Amendment VIII - Excessive bail shall not be required,
nor excessive fines imposed, nor cruel and unusual punishments inflicted.
This is routinely violated in drug cases, and in others. See what comes of
letting other people define your words for you? Like excessive?
Amendment IX - The enumeration in the Constitution,
of certain rights, shall not be construed to deny or disparage others retained
by the people. That’s pretty interesting, especially when you recall
that the right has been accusing the Supreme Court of “inventing”
rights, like the right to privacy. That’s not an invented right –
it falls under this article. It is a commonly recognized right, and was long
before the Court used it to justify Roe vs. Wade. It’s certainly one
of the most radical parts of a radical document. Of course, the history of
legislation in the US has pretty much been a process of restricting the scope
of this amendment, but it’s still there – we’ll give it
a little break.
Amendment X - The powers not delegated to the United
States by the Constitution, nor prohibited by it to the States, are reserved
to the States respectively, or to the people. Pretty much the same story as
with 9.
Every year or so, some news organization or advocacy group carries
around a copy of the Bill of Rights and ask people in the street what they
think of those ideas, without identifying the document, and then gleefully
report that some large percentage of the respondents don’t agree with
the rights therein protected. As the stories are normally written, it seems
to reflect on the stupidity of the populace, but one could as easily make
a case that this shows the Bill of Rights is truly a radical document –
one of the most radical in the history of government – and that people
can hardly be aware of rights that have been gradually stripped away from
them.
There – that was easier than I thought. That shows that it’s
always best to keep control over the definitions of your own words.

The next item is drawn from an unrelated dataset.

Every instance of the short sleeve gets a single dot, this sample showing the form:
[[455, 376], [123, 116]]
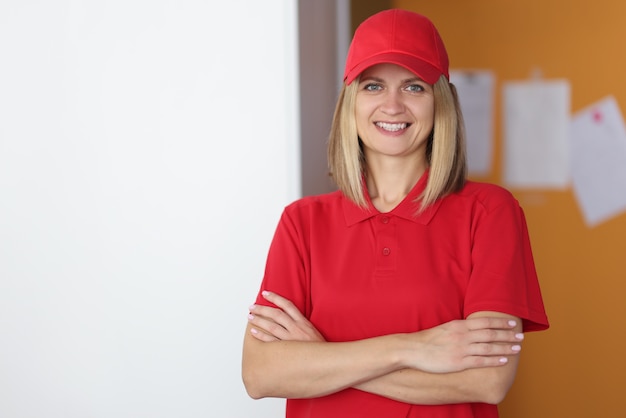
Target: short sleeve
[[503, 277], [287, 267]]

My definition of freedom is the ability to act without constraints –
kind of a negative definition, and pretty similar to rights, I guess. I apply
it only to people, in order to avoid confusion with free trade and free markets,
which are the kinds of freedoms this administration is referring to when it
says it wants to give freedom to the Iraqis. It’s important to make
this point because US people are always mixing their freedoms up. Freedom
doesn’t have anything to do with 50 kinds of breakfast cereal or the
price of oil or driving an SUV. As a matter of fact, that kind of freedom,
which involves the exploitation by our country of the poorer nations of the
world, is the antithesis of the kind of freedom Eugene Debs was referring
to when he spoke the words featured on our order of service (“While
there is a lower class, I am in it; while there is a criminal element, I am
of it; while there is one person in prison, I am not free”). Common
wisdom has it that your freedom to swing your fist ends where another person’s
face begins, and we’ve been bloodying the noses and blackening the eyes
of the third world for more than a century. I included the quote from Debs
to balance the statement by Goldwater (“Let me remind you that extremism
in the defense of liberty is no vice; and let me also remind you that moderation
in the pursuit of justice is no virtue”) and to bracket the concept
of USA freedom. I think both statements are important – Goldwater’s
for its uncompromising stance on both liberty and justice, and Debs’
for its inclusiveness. If we are going to maintain our rights, we must both
be prepared to fight, alone if necessary, and in spite of accusations of extremism
(or even liberalism!) and to assist in the spread of real freedom to all.